Behind that 10 years are hundreds of hours of therapy, both effective and not. Also behind it are thousands of hours of reading: recharging my batteries, giving me hope, giving me respite, and telling me to try again and again.

Recently, I plucked a copy of Helene Hanff’s Q’s Legacy from a box. I was completely prepared to get rid of it, and will, but I hadn’t read it. I’ve read everything else she wrote, except her text books, and I skimmed those! So I picked it up and started.

In the course of reading about how she became the person associated with the Marks & Co. bookshop and all that happened to her because of that association, I found a new way to adjust for my past. Having books and reading is fine. It’s no longer my refuge, safety and salvation, it’s a pleasant way to spend some time.

I still have way too many books — but somehow, it’s hard to resent it.

 

 

Amazing

Years ago when I was writing regular articles about retail stores, I would be writing about a certain kind of shop on a given road or in a certain area. I’d walk into a shop and say, “Tell me why you’re different. Tell me what’s different in your shop from the shop down the road?” And almost always, the owners or managers would tell me exactly the same thing. (To the point that I would tell them NOT to say exactly that after I’d been doing it a while.) I never knew how to clearly state why it mattered  that they distinguish themselves from other stores in the area selling similar merchandise.

Today? Today I was looking for commercial cleaning proposal templates I could print. I wanted to: 1) Perhaps generate commentary or something to talk about here. 2) See what commercial cleaners do differently than the housework books I have. 3) Try to locate the number I found once about how much more a certain commercial cleaner charged for each piece of furniture in a room,  I wanted to look at the house and see what it would cost. . . .

While researching, I found a discussion about why a business has to know why they’re different. A discussion by Simon Sinek, it’s an 18 minute video, but it starts with WHY, when most businesses talk about WHAT or HOW. Even the short version, in the write up here, makes the point. (The video is available from the link too, I can’t get the share to work here, sorry!)

I wish I’d known about Sinek before, would have saved me a lot of trying to get people to see that it didn’t matter how long they’d been there, how much merchandise they had, how diverse it was, etc.

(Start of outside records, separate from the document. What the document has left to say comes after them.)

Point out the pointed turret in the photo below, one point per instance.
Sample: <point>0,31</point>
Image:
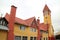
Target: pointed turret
<point>46,10</point>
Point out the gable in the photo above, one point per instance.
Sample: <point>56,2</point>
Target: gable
<point>34,23</point>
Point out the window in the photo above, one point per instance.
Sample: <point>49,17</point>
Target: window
<point>22,27</point>
<point>33,29</point>
<point>17,38</point>
<point>24,38</point>
<point>44,38</point>
<point>34,38</point>
<point>31,38</point>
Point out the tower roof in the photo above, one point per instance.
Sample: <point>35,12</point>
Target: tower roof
<point>46,8</point>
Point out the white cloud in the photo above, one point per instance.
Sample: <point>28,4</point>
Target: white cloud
<point>29,8</point>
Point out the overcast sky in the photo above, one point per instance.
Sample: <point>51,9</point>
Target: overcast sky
<point>31,8</point>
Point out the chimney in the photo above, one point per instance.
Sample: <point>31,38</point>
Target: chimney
<point>11,23</point>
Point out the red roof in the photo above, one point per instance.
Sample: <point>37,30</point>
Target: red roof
<point>43,27</point>
<point>29,21</point>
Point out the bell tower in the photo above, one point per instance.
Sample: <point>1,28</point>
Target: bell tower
<point>47,20</point>
<point>47,15</point>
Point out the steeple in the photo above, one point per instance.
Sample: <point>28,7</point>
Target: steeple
<point>47,15</point>
<point>46,8</point>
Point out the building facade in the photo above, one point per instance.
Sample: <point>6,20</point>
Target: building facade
<point>29,29</point>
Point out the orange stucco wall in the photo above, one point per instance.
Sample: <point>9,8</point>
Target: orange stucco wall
<point>3,35</point>
<point>26,32</point>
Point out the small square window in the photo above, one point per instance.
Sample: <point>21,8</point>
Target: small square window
<point>22,27</point>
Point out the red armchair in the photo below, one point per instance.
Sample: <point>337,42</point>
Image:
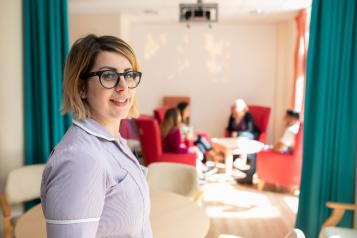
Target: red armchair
<point>159,113</point>
<point>281,169</point>
<point>149,135</point>
<point>128,129</point>
<point>261,116</point>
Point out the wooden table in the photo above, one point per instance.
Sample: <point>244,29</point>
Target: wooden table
<point>171,216</point>
<point>238,146</point>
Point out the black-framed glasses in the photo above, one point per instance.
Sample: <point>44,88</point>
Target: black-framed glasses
<point>110,79</point>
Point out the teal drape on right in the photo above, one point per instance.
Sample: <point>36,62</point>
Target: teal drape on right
<point>46,43</point>
<point>330,131</point>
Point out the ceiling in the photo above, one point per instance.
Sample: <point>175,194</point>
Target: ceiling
<point>167,10</point>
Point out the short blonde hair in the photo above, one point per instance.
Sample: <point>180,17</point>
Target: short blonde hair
<point>81,60</point>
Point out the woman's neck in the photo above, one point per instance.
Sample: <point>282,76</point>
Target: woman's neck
<point>111,126</point>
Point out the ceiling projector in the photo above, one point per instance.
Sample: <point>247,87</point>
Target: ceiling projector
<point>198,12</point>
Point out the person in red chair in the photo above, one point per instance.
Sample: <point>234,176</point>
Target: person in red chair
<point>186,128</point>
<point>287,141</point>
<point>170,132</point>
<point>241,124</point>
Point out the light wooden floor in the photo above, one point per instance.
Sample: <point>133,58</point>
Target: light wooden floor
<point>238,211</point>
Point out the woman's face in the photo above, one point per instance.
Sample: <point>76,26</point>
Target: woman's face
<point>109,105</point>
<point>186,113</point>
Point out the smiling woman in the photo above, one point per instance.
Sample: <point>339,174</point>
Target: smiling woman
<point>93,186</point>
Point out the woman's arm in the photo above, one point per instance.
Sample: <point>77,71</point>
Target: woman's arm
<point>72,194</point>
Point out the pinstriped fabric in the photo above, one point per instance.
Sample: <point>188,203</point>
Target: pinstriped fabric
<point>93,186</point>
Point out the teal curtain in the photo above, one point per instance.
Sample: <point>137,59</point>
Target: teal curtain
<point>329,156</point>
<point>46,43</point>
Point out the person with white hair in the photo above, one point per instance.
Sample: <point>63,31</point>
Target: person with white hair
<point>241,124</point>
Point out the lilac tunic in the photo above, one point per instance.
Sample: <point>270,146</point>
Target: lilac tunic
<point>93,186</point>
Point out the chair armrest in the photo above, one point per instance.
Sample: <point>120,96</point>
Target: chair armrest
<point>5,208</point>
<point>337,212</point>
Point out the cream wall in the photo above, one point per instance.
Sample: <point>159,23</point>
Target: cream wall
<point>81,24</point>
<point>284,84</point>
<point>213,66</point>
<point>11,99</point>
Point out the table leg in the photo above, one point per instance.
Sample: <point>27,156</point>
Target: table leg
<point>229,164</point>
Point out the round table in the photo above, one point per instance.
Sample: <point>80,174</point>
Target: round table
<point>169,214</point>
<point>238,146</point>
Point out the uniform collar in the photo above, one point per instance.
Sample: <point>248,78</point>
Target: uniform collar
<point>94,128</point>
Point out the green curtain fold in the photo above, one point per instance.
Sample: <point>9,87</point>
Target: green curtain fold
<point>46,43</point>
<point>330,128</point>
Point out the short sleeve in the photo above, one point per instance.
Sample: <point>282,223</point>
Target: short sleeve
<point>72,194</point>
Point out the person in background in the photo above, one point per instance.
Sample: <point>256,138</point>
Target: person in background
<point>287,141</point>
<point>241,122</point>
<point>208,151</point>
<point>92,185</point>
<point>171,137</point>
<point>186,129</point>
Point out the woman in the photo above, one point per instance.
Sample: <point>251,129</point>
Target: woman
<point>93,186</point>
<point>186,129</point>
<point>241,122</point>
<point>171,134</point>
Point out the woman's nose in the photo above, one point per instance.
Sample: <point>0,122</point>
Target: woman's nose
<point>121,85</point>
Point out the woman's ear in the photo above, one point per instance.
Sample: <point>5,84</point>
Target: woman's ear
<point>83,91</point>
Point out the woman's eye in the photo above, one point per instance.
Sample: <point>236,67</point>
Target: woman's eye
<point>129,75</point>
<point>109,75</point>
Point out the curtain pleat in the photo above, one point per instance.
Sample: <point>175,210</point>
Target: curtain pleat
<point>330,129</point>
<point>46,43</point>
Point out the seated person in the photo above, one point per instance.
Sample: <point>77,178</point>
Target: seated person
<point>208,151</point>
<point>186,129</point>
<point>172,139</point>
<point>170,132</point>
<point>241,122</point>
<point>287,141</point>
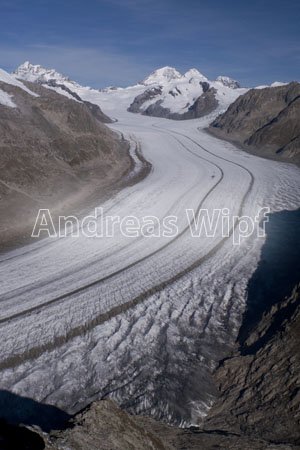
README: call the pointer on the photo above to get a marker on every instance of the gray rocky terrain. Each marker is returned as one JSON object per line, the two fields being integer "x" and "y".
{"x": 265, "y": 122}
{"x": 54, "y": 153}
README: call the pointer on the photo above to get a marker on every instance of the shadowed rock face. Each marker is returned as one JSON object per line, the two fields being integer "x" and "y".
{"x": 265, "y": 122}
{"x": 260, "y": 393}
{"x": 54, "y": 153}
{"x": 95, "y": 109}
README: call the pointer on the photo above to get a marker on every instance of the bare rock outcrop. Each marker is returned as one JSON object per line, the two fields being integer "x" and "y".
{"x": 54, "y": 153}
{"x": 265, "y": 122}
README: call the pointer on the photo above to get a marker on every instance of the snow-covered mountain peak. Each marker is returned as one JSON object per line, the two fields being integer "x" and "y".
{"x": 37, "y": 73}
{"x": 162, "y": 76}
{"x": 11, "y": 79}
{"x": 195, "y": 74}
{"x": 228, "y": 82}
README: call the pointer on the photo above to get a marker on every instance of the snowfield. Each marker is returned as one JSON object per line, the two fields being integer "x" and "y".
{"x": 143, "y": 320}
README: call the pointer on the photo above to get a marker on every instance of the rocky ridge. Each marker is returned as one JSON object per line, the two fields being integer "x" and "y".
{"x": 54, "y": 152}
{"x": 264, "y": 122}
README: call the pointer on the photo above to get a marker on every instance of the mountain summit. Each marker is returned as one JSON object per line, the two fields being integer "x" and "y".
{"x": 37, "y": 73}
{"x": 162, "y": 76}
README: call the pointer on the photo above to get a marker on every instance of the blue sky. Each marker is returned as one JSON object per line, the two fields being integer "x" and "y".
{"x": 118, "y": 42}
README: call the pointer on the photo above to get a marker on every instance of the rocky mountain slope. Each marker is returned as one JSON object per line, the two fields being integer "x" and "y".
{"x": 54, "y": 151}
{"x": 265, "y": 122}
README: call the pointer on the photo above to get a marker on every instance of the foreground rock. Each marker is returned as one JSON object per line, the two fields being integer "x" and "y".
{"x": 265, "y": 122}
{"x": 260, "y": 386}
{"x": 258, "y": 407}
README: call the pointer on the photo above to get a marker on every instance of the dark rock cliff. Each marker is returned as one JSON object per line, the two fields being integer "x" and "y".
{"x": 265, "y": 122}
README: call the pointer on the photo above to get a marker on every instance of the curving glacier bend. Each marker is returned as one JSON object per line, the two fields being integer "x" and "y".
{"x": 143, "y": 320}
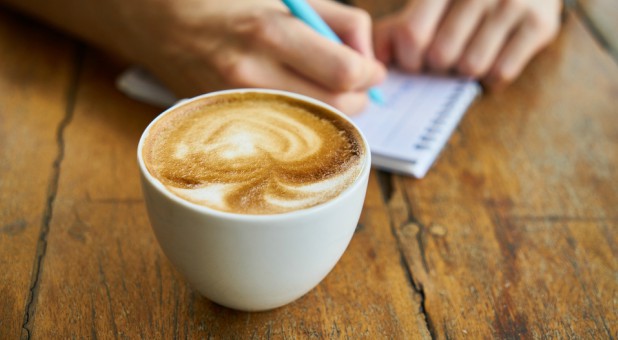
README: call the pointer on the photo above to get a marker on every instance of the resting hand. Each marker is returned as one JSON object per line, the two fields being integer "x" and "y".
{"x": 491, "y": 40}
{"x": 212, "y": 45}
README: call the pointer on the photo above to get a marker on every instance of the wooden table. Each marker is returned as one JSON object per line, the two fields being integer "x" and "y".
{"x": 513, "y": 233}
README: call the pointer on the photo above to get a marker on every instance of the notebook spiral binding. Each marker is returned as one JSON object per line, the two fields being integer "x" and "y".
{"x": 436, "y": 124}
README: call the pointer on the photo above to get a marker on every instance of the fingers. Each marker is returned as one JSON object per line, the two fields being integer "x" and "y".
{"x": 334, "y": 66}
{"x": 484, "y": 47}
{"x": 415, "y": 32}
{"x": 351, "y": 24}
{"x": 532, "y": 34}
{"x": 512, "y": 58}
{"x": 454, "y": 32}
{"x": 265, "y": 72}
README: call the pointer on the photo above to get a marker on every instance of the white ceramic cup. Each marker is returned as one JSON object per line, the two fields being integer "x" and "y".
{"x": 253, "y": 262}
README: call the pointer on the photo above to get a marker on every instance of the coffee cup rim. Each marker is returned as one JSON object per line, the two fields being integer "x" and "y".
{"x": 159, "y": 186}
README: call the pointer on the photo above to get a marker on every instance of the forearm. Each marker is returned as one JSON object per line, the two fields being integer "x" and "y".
{"x": 101, "y": 23}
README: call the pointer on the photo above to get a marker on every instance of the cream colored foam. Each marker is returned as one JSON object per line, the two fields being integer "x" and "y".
{"x": 254, "y": 154}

NONE of that is the real selling point, esp. if your competition says exactly the same thing!

I stopped being able to sell books easily when I lost the fire in my belly about books. I lost that because they were no longer the only place I didn’t hurt, they were pleasant diversions, but not necessary for sanity. I lost my passion, the why I loved books so much, and my ability to sell them easily, simultaneously.

In the same way, I lost my entertainment “muscle.” I used to be a superior hostess and was known for it. But I was continually on stage — felt like I was a performing seal. When I stopped being hypervigilant and immersed in the life PTSD had left me, I stopped the dog-and-pony show. Somehow I just can’t get it in my brain again that I need to be able to be entertaining: tell stories or do schtick occasionally.

There are people who put up with my low energy, non-performing self. And I’m not exhausted all the time, which is wonderful! Somehow, I just can’t summon the care to go back. I lost my WHY there too. I thought I had to be a performing seal or I had nothing to offer. Again, it was necessary for my survival.

I regret these changes every now and then, but not often. It’s weird not being able to do things you had done easily, but I just don’t have the goad, the terror shoving me over and over any more. I sure don’t regret that.


Weird blog, ‘eh? Cleaning proposals to business acumen to PTSD to what’s lost with healing. Not an arc I would have thought would work at all. I guess you, the reader, get to decide if it works or not?